Question to you in the USA: how widespread, or rare, it is to find cars with odometers that were spun back to a much more "acceptable" mileage?
I'm curious, because over here, you should never buy any car by looking at how many kms (miles) it has on it. There is an insanely high rate of "clock winding", as for some strange reason, every average Joe wants a car with 120K kms maximum on it. So basically, low mileage usually marks a car to be avoided, rather than a good deal...
I really don't see it that much from private sales, but beware the sketchy used car dealers (Bob's discount auto sales)

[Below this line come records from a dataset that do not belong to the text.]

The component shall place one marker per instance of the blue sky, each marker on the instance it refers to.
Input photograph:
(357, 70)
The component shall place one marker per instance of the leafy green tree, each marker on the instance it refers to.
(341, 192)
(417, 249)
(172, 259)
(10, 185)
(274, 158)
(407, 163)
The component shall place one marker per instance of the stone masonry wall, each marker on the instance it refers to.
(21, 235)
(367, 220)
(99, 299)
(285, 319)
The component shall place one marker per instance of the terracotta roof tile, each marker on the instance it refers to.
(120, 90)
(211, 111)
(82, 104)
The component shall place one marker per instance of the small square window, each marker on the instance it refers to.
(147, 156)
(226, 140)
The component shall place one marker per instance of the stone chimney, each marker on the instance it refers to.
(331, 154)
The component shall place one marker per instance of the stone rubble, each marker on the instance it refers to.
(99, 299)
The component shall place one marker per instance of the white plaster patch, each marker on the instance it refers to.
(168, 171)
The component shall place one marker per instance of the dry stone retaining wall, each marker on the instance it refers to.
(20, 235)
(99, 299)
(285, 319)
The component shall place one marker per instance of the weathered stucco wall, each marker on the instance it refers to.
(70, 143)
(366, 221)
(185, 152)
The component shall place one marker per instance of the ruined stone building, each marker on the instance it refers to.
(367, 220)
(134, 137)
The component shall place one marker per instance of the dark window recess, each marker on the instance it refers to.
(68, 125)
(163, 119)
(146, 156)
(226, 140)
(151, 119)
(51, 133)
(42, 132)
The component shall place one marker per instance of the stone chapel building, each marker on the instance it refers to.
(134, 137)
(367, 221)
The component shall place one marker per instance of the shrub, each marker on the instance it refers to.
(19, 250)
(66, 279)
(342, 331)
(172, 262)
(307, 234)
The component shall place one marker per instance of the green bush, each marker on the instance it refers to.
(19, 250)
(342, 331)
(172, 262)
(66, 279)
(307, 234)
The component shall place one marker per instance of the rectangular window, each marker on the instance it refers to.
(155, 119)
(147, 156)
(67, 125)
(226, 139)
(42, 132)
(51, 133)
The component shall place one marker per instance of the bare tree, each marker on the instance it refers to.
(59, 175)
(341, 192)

also, 75,000 miles (120,000 km) is going to be a hard find for a 10 year old car. Average is 12k a year over here, so for 10 years, you are looking at a 120,000 mile car, or about 192,000 km. 75,000 miles will mean a much higher price for that year for a US sourced car.

finally, have you checked what your local laws are regarding US cars and their use of imperial units and safety systems? Most cars have at least dual numbers on the dials, but I am not sure if the safety systems are EU compliant. Just something to be aware of. Canadian cars are almost identical to US cars, with a few exceptions. Most have engine block heaters already in them, and they are metric to start with.


Good luck to you, but please DO NOT BUY A YUGO...(old joke over here)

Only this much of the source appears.